Scenarios for candidate selection criteria configuration
When you configure candidate selection criteria, consider industry, size and quality, the consequences of missing a match or overmatching, and processing time.
The following scenarios illustrate recommended settings for key generation and search level matching:
Flight reservation system
An operations manager wants to check if a passenger is on the no-fly list and a missed match can be critical. In this scenario, you can use an extended key generation and an extreme search level that results in the maximum number of keys and candidates, ensuring no potential match is missed. The process might take a while to run, but time is less important than missing a match.
Retail store
When a cashier searches for the loyalty account of a customer with other customers waiting, speed is essential but a missed match isn't critical.

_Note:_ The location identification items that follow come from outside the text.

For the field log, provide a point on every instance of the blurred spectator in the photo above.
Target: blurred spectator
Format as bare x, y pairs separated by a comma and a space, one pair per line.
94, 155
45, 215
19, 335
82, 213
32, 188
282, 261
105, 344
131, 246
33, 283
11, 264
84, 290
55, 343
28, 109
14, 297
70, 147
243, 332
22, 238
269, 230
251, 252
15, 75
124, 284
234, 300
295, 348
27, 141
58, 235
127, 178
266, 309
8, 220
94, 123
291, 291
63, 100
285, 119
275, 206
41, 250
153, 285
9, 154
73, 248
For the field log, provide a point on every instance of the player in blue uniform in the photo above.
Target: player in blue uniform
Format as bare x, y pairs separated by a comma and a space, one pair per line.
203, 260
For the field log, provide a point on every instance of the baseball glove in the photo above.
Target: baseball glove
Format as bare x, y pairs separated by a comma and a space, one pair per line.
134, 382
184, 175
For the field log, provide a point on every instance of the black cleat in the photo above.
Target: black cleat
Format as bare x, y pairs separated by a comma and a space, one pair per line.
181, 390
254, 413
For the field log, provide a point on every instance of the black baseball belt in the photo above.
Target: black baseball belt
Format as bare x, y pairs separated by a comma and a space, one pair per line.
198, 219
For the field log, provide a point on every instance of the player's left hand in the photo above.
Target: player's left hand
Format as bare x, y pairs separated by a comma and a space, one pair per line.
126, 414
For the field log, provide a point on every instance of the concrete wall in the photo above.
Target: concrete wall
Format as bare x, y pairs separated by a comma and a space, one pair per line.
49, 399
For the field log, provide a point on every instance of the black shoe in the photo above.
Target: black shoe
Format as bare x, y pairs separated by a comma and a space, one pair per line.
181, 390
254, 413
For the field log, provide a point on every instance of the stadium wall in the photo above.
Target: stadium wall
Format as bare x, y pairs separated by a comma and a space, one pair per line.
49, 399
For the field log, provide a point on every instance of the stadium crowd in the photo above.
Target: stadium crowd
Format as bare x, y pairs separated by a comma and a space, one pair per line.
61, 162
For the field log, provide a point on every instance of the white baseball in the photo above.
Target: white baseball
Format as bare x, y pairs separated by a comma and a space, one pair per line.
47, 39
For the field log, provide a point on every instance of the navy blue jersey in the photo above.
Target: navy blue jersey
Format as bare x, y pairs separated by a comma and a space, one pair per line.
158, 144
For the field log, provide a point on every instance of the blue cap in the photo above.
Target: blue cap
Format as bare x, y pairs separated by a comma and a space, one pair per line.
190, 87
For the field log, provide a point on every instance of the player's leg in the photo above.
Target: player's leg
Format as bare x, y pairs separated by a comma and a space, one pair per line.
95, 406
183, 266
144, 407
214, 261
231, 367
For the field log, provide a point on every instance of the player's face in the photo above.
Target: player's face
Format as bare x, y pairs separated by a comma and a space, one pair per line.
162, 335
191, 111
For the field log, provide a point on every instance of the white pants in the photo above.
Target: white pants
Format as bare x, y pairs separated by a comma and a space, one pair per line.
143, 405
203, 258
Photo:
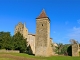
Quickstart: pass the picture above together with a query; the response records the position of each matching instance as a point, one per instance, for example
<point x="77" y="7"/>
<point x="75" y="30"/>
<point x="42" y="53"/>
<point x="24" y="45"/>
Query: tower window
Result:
<point x="42" y="24"/>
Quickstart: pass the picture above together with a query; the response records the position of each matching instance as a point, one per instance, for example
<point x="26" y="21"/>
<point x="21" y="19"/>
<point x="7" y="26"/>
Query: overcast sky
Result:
<point x="64" y="17"/>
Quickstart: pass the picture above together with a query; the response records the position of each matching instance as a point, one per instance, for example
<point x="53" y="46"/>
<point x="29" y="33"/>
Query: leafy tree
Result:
<point x="5" y="40"/>
<point x="19" y="42"/>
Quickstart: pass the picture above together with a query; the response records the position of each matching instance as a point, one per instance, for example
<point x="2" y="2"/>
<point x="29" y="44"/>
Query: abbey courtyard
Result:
<point x="41" y="42"/>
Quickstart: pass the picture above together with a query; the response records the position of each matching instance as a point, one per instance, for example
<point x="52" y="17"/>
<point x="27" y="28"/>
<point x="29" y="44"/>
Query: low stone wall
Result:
<point x="9" y="51"/>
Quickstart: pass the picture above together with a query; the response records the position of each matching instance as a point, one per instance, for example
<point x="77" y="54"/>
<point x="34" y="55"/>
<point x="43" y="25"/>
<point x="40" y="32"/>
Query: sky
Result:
<point x="64" y="17"/>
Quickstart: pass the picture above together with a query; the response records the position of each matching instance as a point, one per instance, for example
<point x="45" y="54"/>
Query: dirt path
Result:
<point x="15" y="57"/>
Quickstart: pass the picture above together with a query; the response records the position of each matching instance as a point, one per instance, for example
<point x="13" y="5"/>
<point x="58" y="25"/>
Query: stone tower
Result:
<point x="42" y="42"/>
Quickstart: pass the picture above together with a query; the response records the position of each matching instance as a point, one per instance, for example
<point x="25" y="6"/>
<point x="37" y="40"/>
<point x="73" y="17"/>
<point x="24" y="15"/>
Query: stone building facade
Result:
<point x="40" y="42"/>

Use of standard key generation and a typical search level balances quick response times with adequate matching accuracy and minimal impact if a match is missed.
Financial institution
A financial institution wants to merge customer records and if they merge records incorrectly, they might compromise customer data. In this scenario, limited keys produce only a few key permutations, and a narrow search returns only extremely similar candidates. You can also avoid overmatching of records.
Guidelines for configuring candidate selection criteria
Consider the following guidelines when you configure candidate selection criteria:
•If data contains names of organizations, use the name Organization_Name field to generate match keys. If data contains names of individuals, use the Person_Name field to generate match keys. If data contains addresses, use the Address_Part1 field to generate match keys.

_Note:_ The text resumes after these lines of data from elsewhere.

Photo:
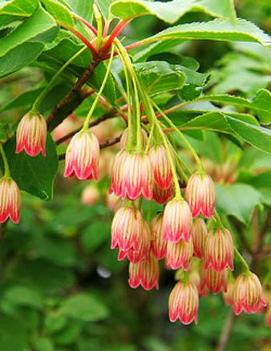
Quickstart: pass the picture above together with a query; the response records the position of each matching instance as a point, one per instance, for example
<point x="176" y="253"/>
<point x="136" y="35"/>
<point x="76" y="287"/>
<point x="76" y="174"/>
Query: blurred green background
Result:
<point x="62" y="288"/>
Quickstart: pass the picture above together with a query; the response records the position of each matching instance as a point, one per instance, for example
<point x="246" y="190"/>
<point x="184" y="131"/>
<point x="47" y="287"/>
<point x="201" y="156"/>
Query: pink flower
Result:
<point x="10" y="200"/>
<point x="160" y="195"/>
<point x="179" y="254"/>
<point x="161" y="167"/>
<point x="82" y="156"/>
<point x="132" y="176"/>
<point x="31" y="135"/>
<point x="177" y="221"/>
<point x="158" y="244"/>
<point x="213" y="281"/>
<point x="219" y="250"/>
<point x="200" y="194"/>
<point x="183" y="303"/>
<point x="199" y="234"/>
<point x="248" y="294"/>
<point x="144" y="273"/>
<point x="126" y="229"/>
<point x="136" y="255"/>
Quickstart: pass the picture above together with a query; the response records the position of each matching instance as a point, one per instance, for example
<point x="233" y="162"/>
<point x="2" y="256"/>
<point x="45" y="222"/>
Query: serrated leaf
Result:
<point x="35" y="175"/>
<point x="238" y="200"/>
<point x="170" y="11"/>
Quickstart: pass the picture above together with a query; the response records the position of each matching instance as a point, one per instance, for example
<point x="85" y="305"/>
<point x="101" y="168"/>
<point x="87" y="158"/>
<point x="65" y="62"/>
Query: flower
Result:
<point x="160" y="195"/>
<point x="31" y="135"/>
<point x="139" y="253"/>
<point x="126" y="229"/>
<point x="158" y="244"/>
<point x="82" y="156"/>
<point x="177" y="221"/>
<point x="248" y="294"/>
<point x="144" y="273"/>
<point x="161" y="167"/>
<point x="200" y="194"/>
<point x="179" y="254"/>
<point x="213" y="281"/>
<point x="183" y="303"/>
<point x="132" y="176"/>
<point x="199" y="234"/>
<point x="10" y="200"/>
<point x="219" y="250"/>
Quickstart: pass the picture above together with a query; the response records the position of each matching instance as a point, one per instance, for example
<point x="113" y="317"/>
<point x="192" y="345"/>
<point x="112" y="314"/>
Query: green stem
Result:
<point x="5" y="161"/>
<point x="186" y="142"/>
<point x="89" y="115"/>
<point x="43" y="94"/>
<point x="242" y="260"/>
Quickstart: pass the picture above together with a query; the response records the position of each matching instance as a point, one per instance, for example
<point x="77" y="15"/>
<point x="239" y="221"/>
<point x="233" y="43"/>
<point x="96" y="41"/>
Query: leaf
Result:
<point x="84" y="307"/>
<point x="35" y="25"/>
<point x="19" y="57"/>
<point x="60" y="12"/>
<point x="238" y="200"/>
<point x="159" y="76"/>
<point x="170" y="11"/>
<point x="218" y="29"/>
<point x="34" y="174"/>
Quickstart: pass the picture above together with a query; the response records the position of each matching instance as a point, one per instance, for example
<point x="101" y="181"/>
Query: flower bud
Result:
<point x="90" y="195"/>
<point x="126" y="229"/>
<point x="199" y="234"/>
<point x="82" y="156"/>
<point x="179" y="254"/>
<point x="138" y="254"/>
<point x="144" y="273"/>
<point x="160" y="195"/>
<point x="31" y="135"/>
<point x="161" y="167"/>
<point x="132" y="176"/>
<point x="177" y="221"/>
<point x="200" y="194"/>
<point x="10" y="200"/>
<point x="158" y="244"/>
<point x="248" y="294"/>
<point x="219" y="250"/>
<point x="183" y="303"/>
<point x="213" y="281"/>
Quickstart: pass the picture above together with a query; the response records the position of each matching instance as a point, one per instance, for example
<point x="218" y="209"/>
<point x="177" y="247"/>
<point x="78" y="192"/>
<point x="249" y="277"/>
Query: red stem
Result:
<point x="87" y="24"/>
<point x="116" y="31"/>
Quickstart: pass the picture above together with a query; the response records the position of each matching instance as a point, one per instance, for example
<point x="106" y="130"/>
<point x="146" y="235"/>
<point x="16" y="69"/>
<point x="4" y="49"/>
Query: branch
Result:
<point x="104" y="145"/>
<point x="72" y="100"/>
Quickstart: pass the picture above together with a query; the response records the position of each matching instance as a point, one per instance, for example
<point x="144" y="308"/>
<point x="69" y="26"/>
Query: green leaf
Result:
<point x="34" y="174"/>
<point x="35" y="25"/>
<point x="238" y="200"/>
<point x="19" y="57"/>
<point x="84" y="307"/>
<point x="218" y="29"/>
<point x="60" y="12"/>
<point x="171" y="11"/>
<point x="159" y="76"/>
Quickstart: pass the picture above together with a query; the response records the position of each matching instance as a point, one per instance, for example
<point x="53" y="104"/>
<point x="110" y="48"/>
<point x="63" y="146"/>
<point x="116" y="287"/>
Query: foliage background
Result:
<point x="61" y="287"/>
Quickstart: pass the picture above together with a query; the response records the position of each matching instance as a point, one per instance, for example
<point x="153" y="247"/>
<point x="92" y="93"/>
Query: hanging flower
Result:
<point x="219" y="250"/>
<point x="177" y="221"/>
<point x="200" y="194"/>
<point x="161" y="167"/>
<point x="179" y="254"/>
<point x="199" y="234"/>
<point x="144" y="273"/>
<point x="31" y="135"/>
<point x="183" y="303"/>
<point x="248" y="294"/>
<point x="132" y="176"/>
<point x="82" y="156"/>
<point x="10" y="200"/>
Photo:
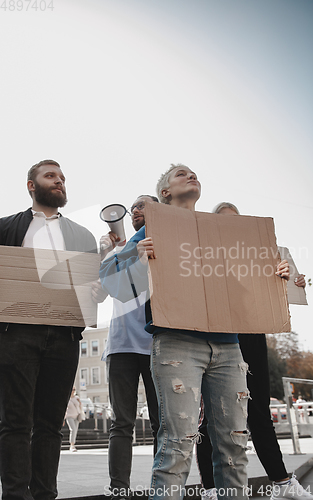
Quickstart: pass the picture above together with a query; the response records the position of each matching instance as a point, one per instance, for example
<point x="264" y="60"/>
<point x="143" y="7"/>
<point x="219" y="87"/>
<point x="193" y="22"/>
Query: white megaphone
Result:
<point x="114" y="215"/>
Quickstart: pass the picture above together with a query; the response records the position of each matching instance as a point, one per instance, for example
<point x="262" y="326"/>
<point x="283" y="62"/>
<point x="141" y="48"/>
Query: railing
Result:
<point x="292" y="413"/>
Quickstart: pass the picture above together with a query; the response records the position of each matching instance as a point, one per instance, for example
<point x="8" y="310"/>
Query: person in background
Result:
<point x="73" y="417"/>
<point x="127" y="355"/>
<point x="254" y="352"/>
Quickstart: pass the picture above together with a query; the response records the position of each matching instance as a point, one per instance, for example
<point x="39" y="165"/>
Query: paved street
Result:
<point x="85" y="473"/>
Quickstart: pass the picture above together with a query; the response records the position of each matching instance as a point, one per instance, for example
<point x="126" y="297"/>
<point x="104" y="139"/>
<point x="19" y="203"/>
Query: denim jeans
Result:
<point x="37" y="370"/>
<point x="183" y="367"/>
<point x="124" y="370"/>
<point x="254" y="351"/>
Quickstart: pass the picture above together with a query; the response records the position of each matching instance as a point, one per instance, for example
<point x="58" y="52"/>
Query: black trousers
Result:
<point x="254" y="352"/>
<point x="124" y="370"/>
<point x="37" y="370"/>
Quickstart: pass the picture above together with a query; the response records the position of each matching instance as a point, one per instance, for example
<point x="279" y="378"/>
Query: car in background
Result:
<point x="274" y="410"/>
<point x="88" y="407"/>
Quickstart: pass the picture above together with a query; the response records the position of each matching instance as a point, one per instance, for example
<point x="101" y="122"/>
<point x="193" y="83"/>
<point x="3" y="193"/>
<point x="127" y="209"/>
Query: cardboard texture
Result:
<point x="47" y="287"/>
<point x="215" y="273"/>
<point x="296" y="294"/>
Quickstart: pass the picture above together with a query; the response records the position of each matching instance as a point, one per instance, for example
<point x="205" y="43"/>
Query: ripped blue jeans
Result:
<point x="183" y="367"/>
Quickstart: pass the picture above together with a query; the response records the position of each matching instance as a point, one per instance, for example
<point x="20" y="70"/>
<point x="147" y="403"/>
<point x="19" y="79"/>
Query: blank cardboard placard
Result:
<point x="47" y="287"/>
<point x="215" y="273"/>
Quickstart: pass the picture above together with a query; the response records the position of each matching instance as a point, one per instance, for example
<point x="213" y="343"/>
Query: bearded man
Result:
<point x="38" y="362"/>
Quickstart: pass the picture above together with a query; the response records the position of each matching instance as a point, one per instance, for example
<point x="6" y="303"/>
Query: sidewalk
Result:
<point x="85" y="473"/>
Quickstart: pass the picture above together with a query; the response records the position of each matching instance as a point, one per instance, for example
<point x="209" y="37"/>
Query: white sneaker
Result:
<point x="293" y="491"/>
<point x="210" y="494"/>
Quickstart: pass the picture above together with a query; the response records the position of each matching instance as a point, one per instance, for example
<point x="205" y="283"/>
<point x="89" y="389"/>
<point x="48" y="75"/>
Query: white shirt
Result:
<point x="44" y="232"/>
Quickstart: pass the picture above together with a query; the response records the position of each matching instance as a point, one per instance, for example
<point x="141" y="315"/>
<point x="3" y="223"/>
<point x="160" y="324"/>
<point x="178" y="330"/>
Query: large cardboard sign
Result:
<point x="47" y="287"/>
<point x="215" y="273"/>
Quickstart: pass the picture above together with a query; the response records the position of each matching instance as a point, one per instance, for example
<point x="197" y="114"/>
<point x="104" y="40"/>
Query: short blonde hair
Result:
<point x="163" y="182"/>
<point x="225" y="204"/>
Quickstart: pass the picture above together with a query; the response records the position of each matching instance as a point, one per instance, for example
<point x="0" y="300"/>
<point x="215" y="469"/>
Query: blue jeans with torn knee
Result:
<point x="183" y="367"/>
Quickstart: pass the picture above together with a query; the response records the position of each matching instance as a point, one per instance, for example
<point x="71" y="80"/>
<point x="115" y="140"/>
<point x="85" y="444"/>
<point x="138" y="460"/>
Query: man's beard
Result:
<point x="48" y="197"/>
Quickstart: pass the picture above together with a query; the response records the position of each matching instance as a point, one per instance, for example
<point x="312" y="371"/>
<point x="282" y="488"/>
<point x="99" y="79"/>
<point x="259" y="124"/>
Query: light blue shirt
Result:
<point x="127" y="333"/>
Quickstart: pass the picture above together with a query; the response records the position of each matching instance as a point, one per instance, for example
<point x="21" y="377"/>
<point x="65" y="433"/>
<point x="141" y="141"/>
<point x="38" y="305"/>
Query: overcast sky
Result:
<point x="116" y="90"/>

•If you can identify more candidates that might not be identified using a single field, use multiple fields to generate match keys.

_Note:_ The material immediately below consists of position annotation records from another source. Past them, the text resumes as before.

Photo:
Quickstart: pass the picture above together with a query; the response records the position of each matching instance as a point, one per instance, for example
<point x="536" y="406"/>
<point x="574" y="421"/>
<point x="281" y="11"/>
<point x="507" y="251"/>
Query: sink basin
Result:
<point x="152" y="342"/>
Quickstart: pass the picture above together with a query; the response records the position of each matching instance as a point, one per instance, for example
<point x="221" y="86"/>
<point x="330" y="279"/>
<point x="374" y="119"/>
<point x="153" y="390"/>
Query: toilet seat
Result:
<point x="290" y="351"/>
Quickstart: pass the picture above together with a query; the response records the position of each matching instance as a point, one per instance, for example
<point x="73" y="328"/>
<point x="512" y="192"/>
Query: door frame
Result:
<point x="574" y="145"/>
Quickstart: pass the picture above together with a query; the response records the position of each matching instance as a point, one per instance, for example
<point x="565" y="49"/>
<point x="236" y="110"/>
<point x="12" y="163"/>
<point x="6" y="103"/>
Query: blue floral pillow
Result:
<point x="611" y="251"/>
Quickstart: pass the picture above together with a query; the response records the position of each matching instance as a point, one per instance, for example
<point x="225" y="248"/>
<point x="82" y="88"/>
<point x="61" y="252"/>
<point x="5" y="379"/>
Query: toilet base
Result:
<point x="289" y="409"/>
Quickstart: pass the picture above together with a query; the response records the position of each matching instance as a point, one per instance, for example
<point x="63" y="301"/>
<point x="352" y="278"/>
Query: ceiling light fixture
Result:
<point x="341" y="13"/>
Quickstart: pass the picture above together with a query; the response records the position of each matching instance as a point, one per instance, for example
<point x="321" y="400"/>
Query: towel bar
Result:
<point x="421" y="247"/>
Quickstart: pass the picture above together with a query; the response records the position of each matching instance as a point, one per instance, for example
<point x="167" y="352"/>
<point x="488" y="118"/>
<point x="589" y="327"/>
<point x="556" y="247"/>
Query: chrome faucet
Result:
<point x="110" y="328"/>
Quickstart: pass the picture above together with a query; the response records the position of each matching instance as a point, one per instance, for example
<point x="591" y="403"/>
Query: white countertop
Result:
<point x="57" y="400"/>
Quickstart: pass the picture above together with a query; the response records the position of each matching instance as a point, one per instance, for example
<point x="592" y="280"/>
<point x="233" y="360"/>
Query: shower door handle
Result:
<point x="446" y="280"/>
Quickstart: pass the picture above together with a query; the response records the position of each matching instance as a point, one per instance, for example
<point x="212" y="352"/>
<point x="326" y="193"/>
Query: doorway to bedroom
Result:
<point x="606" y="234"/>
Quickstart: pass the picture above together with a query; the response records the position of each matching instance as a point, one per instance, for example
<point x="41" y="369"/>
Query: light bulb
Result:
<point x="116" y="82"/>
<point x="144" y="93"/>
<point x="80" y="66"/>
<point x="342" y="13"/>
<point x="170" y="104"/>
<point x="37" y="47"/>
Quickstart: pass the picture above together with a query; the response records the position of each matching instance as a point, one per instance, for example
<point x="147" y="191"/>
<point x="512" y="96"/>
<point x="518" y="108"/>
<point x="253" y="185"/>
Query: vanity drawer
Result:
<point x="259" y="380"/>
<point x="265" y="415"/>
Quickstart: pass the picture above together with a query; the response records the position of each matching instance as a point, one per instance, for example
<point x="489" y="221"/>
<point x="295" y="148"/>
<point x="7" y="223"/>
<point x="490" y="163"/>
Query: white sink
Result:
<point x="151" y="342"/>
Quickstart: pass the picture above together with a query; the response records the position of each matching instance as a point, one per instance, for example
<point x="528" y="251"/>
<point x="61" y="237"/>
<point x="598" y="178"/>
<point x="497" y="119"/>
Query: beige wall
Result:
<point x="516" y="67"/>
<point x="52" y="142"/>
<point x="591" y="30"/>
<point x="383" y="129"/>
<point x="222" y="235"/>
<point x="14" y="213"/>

•Use a match key width that provides you the best performance without affecting your match quality. You might have to trade off some match quality for increased performance.
•Use the narrowest possible search level to generate acceptable matches. In most cases, the typical search level might suffice.
•Ensure that you clean or suppress data that returns a large number of match candidates. You can look for large groups of identical keys when there are identical records. For example, high-frequency phone numbers, email addresses, words, or phrases can return identical keys.
•Consider filtering candidates to minimize the number of candidates for large data volumes. For example, you can filter candidates using a state or country code.